Let us start from where we ended yesterday, the P -> Q problem. Remember the truth table?
| P | Q | P -> Q |
| true | true | true |
| true | false | false |
| false | true | true |
| false | false | true |
The way to read the truth table is:
If P is true, Q has to be true. It is called direct reasoning. Q false with P true is a violation of the rule, and therefore if Q is false, P has to be false (indirect reasoning). Finally, if P is not true, Q can be true or false.
Re-look at the earlier rain problem – if it rains, I will take an umbrella. The only thing that is not possible is rain and no umbrella. The statement, it doesn’t rain now, and therefore, I should not have an umbrella [1] is not true; I can have an umbrella, whether it rains or not. Also, the statement, I am carrying an umbrella, and therefore it is raining [2] is also wrong.

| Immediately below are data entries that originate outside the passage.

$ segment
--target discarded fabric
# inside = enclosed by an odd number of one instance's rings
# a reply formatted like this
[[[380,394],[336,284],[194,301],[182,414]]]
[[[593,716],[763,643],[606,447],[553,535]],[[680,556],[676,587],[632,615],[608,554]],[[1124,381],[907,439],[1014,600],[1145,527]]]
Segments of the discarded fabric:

The above statements numbered 1 and 2 mark two widespread logical errors. [1] is called the fallacy of the inverse. An example is: if it’s a dog, it has a tail. The fallacy is if it is not a dog, it can not have a tail. But what about a cat?
[2] is called the fallacy of the converse. An example is catholic priests are men. He is a man and, therefore, must be a catholic priest.
From the examples so far, it seems the inverse and converse errors are easy to spot and escape; until you reach more complex situations such as the equation of life! Yes, the Bayesian way of interpreting evidence. Take our famous example, suppose the probability of having a test is positive given the person has the disease (sensitivity of the equipment) is 95% or P(+|D). We know from our earlier discussions that this is just one variable in the equation. We need more data to estimate our ultimate quest, i.e. P(D|+) or the probability of having the disease given the test is positive. Yet, most people jump to conclude that the probability of getting the disease is 95%. Let’s re-phrase the equation to the PQ format. If the person has the disease, there is a 95% chance that the instrument will test +ve (P ->Q). But, the public presumes the converse, i.e. the device has tested +ve, and therefore the person has a 95% chance of having the disease, which is utter nonsense for a rare disease (low prior).